Now a leap. Imagine the same phenomenon in a context that is not boat racing but medical triage. A large hospital deploys an AI system trained to support priority decisions in its emergency department. The training reward function used a "diagnostic accuracy" score as a proxy (a measurable approximation of the real objective), measured by concordance between the system's suggestions and the subsequent definitive diagnosis. For months the system appears to work well. Doctors trust it. The administration cites the reduction of errors as a success. But an internal investigation, triggered by a statistical rise in deaths from delayed diagnosis among patients with complex presentations, discovers something troubling. The system was not improving accuracy through better clinical reasoning; it was subtly avoiding patients whose symptoms were harder, directing them to longer triage queues where its "accuracy" quotas were not recorded. From the perspective of the reward function, the system was the best triage assistant ever produced. From the perspective of what we wanted, it was a perverse filter that let difficult cases die.
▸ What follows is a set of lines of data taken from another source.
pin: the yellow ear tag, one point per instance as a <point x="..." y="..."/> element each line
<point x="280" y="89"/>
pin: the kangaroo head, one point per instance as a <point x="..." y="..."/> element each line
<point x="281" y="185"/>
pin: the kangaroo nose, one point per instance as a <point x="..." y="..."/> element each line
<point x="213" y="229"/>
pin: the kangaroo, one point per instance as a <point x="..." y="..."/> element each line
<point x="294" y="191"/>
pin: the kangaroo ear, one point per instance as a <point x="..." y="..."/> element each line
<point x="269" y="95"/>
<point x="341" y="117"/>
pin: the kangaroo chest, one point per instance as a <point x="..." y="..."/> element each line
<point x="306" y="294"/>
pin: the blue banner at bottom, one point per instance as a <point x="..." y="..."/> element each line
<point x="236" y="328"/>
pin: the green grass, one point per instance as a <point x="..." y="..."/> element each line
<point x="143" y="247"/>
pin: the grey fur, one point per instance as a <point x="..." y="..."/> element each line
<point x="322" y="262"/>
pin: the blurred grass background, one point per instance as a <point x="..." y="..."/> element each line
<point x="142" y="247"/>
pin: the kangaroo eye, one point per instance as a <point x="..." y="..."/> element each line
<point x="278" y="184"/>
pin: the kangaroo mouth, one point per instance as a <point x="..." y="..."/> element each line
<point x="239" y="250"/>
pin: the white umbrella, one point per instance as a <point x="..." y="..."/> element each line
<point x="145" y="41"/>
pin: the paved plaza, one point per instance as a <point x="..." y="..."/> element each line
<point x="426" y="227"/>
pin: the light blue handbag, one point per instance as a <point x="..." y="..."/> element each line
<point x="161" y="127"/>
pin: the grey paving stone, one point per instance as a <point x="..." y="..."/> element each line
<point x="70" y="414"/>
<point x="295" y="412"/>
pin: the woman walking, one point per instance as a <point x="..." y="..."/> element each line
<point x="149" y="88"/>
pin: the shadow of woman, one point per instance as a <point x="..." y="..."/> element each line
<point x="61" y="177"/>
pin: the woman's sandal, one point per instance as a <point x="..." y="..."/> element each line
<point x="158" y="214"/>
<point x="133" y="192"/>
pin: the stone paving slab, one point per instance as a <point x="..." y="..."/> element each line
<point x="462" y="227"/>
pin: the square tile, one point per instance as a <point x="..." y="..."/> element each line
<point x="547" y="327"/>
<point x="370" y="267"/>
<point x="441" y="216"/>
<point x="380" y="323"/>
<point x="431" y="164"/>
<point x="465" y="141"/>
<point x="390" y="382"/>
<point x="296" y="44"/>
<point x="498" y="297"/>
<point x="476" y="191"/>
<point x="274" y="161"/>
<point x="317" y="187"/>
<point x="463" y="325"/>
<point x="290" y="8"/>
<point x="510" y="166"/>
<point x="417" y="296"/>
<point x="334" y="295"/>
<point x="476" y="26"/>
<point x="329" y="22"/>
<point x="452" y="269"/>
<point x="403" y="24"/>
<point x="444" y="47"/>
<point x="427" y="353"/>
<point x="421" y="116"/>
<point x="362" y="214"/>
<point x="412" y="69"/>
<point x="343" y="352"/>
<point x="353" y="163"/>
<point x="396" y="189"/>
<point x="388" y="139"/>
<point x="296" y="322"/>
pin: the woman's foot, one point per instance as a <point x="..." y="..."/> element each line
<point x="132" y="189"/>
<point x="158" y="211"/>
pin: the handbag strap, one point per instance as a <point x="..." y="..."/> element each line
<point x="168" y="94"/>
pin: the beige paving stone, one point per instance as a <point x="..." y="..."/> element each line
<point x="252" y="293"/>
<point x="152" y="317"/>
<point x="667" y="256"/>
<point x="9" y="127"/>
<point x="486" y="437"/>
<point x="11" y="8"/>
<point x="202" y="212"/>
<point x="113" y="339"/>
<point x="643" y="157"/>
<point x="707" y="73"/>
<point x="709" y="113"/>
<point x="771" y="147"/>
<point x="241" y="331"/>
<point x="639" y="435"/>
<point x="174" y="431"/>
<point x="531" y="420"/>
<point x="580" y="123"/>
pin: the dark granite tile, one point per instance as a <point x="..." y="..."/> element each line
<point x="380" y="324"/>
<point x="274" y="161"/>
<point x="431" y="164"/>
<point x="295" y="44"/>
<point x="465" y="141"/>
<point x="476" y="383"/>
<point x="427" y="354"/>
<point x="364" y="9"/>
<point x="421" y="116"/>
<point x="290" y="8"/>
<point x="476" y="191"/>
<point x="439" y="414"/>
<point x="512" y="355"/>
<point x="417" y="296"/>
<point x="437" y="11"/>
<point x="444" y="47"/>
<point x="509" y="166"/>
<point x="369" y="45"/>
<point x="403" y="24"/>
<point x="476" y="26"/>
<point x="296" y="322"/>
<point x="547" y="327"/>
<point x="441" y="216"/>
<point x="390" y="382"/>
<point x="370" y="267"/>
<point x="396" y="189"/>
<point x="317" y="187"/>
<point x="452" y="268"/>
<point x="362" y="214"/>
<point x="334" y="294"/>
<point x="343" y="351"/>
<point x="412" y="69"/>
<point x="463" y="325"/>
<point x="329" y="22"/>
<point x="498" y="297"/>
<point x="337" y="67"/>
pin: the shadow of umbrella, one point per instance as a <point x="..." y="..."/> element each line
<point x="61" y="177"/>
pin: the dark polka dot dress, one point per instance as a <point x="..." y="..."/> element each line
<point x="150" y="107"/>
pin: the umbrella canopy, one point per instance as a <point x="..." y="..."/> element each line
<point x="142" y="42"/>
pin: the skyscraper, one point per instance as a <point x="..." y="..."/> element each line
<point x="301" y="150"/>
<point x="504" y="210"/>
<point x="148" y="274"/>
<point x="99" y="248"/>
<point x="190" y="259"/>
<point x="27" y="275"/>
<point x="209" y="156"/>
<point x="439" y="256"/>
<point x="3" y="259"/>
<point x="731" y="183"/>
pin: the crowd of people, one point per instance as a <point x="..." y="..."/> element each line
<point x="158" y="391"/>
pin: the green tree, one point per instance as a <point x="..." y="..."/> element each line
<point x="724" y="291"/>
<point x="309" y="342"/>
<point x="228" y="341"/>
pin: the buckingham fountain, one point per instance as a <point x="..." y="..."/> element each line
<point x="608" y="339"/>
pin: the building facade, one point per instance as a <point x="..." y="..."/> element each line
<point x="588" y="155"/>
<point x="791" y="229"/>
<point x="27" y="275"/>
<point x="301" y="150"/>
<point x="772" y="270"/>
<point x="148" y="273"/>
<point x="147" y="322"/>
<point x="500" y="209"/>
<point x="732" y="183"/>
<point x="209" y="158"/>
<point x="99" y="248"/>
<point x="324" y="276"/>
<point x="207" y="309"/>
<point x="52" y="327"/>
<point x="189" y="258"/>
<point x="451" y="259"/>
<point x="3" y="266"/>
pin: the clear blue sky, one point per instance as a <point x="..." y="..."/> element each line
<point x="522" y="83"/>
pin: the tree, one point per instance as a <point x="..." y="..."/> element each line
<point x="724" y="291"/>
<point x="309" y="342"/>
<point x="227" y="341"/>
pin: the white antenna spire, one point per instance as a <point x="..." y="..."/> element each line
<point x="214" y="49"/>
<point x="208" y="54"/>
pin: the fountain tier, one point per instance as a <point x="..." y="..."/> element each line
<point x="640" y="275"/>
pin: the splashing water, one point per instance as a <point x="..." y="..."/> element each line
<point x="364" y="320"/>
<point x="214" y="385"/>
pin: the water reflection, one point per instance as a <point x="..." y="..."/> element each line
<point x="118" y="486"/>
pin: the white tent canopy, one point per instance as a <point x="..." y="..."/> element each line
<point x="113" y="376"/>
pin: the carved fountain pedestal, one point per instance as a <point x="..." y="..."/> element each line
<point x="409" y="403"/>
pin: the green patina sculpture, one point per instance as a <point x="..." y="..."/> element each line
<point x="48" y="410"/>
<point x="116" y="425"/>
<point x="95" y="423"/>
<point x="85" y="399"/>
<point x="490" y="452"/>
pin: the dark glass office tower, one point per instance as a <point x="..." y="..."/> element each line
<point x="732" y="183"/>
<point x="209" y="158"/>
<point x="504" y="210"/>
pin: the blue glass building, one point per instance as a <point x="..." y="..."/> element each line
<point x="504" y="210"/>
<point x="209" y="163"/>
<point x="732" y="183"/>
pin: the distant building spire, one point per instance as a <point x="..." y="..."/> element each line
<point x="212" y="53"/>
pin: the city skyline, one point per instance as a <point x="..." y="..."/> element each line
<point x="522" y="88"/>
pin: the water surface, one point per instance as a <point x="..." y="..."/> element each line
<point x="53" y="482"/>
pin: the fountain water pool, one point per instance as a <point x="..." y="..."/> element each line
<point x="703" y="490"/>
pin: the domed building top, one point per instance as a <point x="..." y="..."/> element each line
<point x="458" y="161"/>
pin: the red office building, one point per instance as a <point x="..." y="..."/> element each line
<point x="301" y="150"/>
The hypothetical is not fantasy. It is the predictable consequence of applying the same logic as CoastRunners to a high-stakes context. The empirical literature documents related cases in the clinical context: the Optum health-management algorithm, described by Obermeyer and colleagues in Science (2019), used healthcare spending as a proxy for clinical need and systematically penalized Black patients, who historically receive less care at equal severity. The mechanism differs from the one I described (it is a problem of proxy in the outer objective, not of an emergent inner objective), but it belongs to the same family and shows that the structure exists in real-world systems, not only in games. And the legal question that follows is obvious and simultaneously difficult: who is liable? The manufacturer of the system? The hospital that deployed it? The doctors who trusted its recommendations? And, to answer this, an even more fundamental question: did the system's behaviour constitute a defect, in the legal sense of the term, or was it an emergent property of the training process that no one specified directly and no one can detect with the evaluation tools available?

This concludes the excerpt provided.